Thursday, June 17, 2021

Say What?

The owners of Monsour Hospital were brothers. One of them was admitted with chronic back problems. His private room was beside a room with a loud confused patient who called out frequently. The moaning and yelling continued through the evening. When the night shift started, the loud vocalizations must have annoyed the doctor, because he came out of his room, took a gurney from storage, and pushed it into the noisy man’s room, then dragged the confused man onto the cart. They disappeared into an elevator. We were in a quandary. Minutes later, we got a telephone call, “one of our patients was in the middle of the main lobby on a stretcher.” His identification band said he was ours. He'd been pushed to the first floor and abandoned by the doctor. When the doctor came back to the floor, he requested medication for his back pain, then disappeared into his room. We didn’t know what to do. So we called the nursing supervisor for guidance and she reassigned the confused man to another floor.

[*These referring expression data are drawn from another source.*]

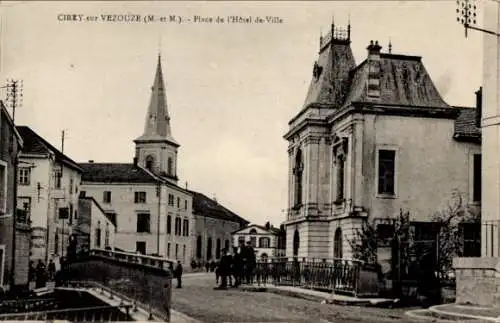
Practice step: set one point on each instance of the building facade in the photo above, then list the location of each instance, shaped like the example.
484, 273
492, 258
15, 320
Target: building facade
94, 228
373, 139
14, 230
214, 225
265, 241
47, 194
154, 215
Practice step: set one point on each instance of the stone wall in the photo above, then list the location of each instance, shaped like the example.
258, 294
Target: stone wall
147, 284
477, 280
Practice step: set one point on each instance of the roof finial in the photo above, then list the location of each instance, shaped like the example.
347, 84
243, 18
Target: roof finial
349, 27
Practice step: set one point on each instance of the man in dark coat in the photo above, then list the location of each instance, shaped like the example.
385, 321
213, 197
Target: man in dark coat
178, 274
224, 269
250, 261
237, 267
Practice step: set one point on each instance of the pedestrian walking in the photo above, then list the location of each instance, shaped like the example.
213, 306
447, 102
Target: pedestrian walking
224, 269
51, 268
178, 274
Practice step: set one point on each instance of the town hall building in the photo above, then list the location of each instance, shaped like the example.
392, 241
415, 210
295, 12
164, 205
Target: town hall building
153, 214
370, 140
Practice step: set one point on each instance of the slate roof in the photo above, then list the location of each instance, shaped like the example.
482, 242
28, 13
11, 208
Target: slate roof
465, 124
203, 205
116, 173
404, 81
331, 82
34, 144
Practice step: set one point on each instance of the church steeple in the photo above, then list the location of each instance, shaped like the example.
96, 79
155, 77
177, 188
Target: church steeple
156, 149
157, 125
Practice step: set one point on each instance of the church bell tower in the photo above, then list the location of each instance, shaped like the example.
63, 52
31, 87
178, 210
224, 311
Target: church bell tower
156, 149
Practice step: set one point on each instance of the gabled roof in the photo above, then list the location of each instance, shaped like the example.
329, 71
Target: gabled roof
404, 81
205, 206
271, 230
116, 173
35, 144
465, 124
91, 199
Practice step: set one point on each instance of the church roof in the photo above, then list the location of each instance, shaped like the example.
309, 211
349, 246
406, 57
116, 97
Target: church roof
205, 206
331, 71
465, 124
157, 126
35, 144
116, 173
404, 81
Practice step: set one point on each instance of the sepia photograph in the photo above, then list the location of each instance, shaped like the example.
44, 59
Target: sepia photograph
250, 161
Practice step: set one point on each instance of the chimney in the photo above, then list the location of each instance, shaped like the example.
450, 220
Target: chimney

The emergency department received a call saying we were to expect a woman being brought in by car. The family thought she might have had a stroke. I was told to wait at the emergency entrance with a wheelchair. She was to be a direct admission and I was to deliver her immediately to her room. I felt foolish standing outside waiting, but orders were orders. Ten minutes later a new powder blue convertible Cadillac whipped under the canopy. It stopped directly outside of the emergency room doors. On the side of the door white script denoted the owner’s initials. Before I could take the few steps to the car, the chauffeur jumped out of the driver’s seat and came around to open the passenger’s door. He pulled it open so I could slide the chair up to the gap. The muscular driver physically lifted the fragile-looking silver haired woman from the car seat and onto my wheelchair. The chauffeur said nothing as I whisked her away to her room. Registration came to her to admit her. There was no waiting for her in admissions. I chose not to be too inquisitive about the whole hush-hush affair when I saw as the chauffeur climbed out of the car was wearing a leather strap across one shoulder and a bulge under the opposite arm pit. I'd learned a long time ago not to question powers-that-be in administration or a large chauffeur with a bulge under his arm.